The stem extracts obtained showed higher concentrations of phenolic compounds and greater antioxidant activity in vitro. However, both stems and skin extracts presented antimicrobial activity against pathogenic bacteria to a greater extent and against yeasts to a lesser extent. In the elaborated wines, no significant differences were observed in the physical–chemical parameters due to the addition of the extracts; however, greater antimicrobial and antioxidant activity was observed mainly in the batches with skin extracts.

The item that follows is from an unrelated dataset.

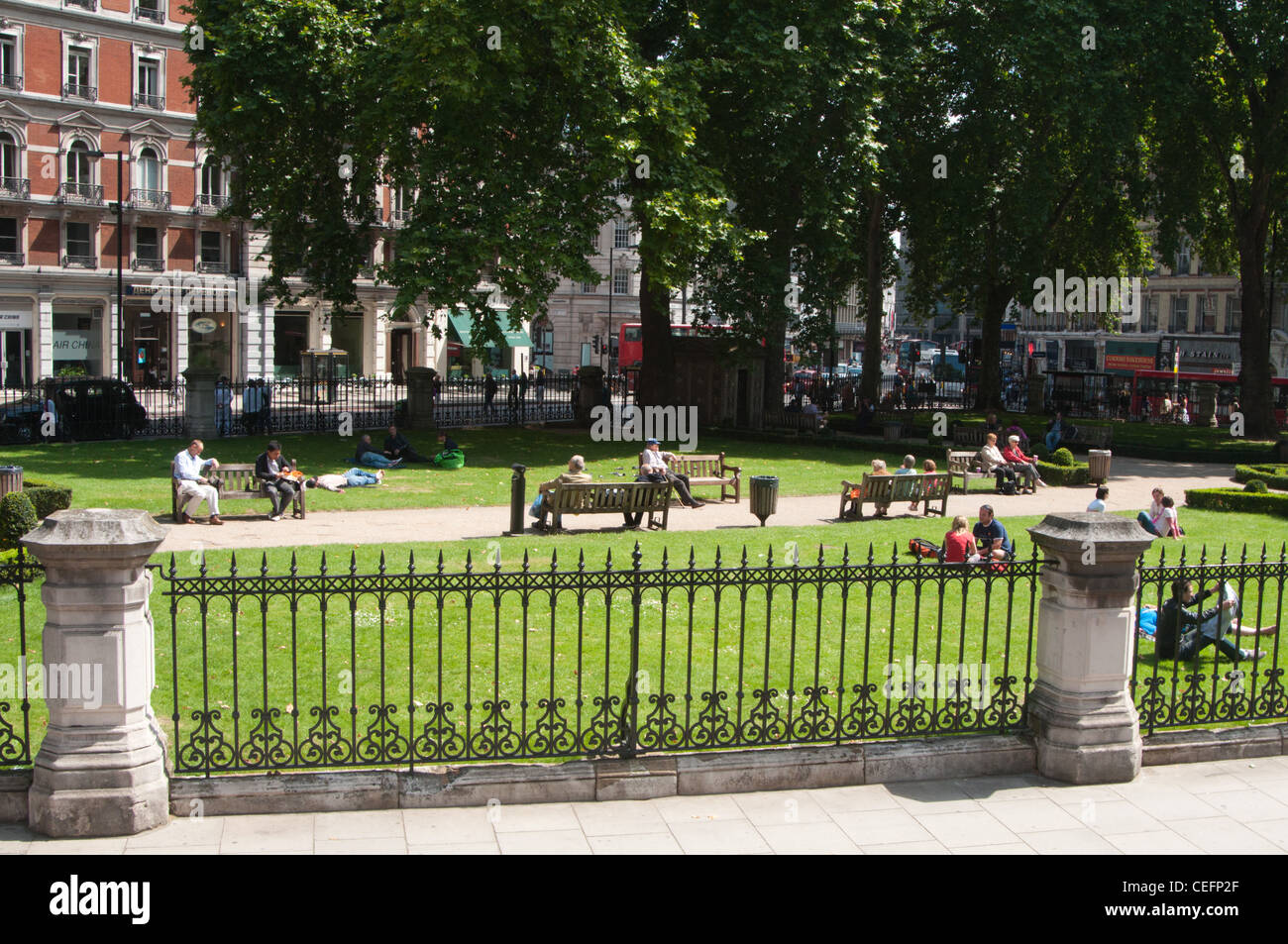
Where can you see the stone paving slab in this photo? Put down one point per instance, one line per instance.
(1172, 810)
(1128, 491)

This study highlights that the phenolic compounds obtained from wine by-products, stems and skins could be used to replace or decrease the use of SO2 for wine production. In this way, healthier wines could be obtained, as well as guaranteeing the microbiological stability of the wines and protecting them from oxidation. Moreover, the use of these by-products is closely related to the circular economy, as it would contribute to reduce the environmental impact of wine industry. To complete this work, further studies should be performed in other types of wines and under different winemaking conditions as well as sensory analyses.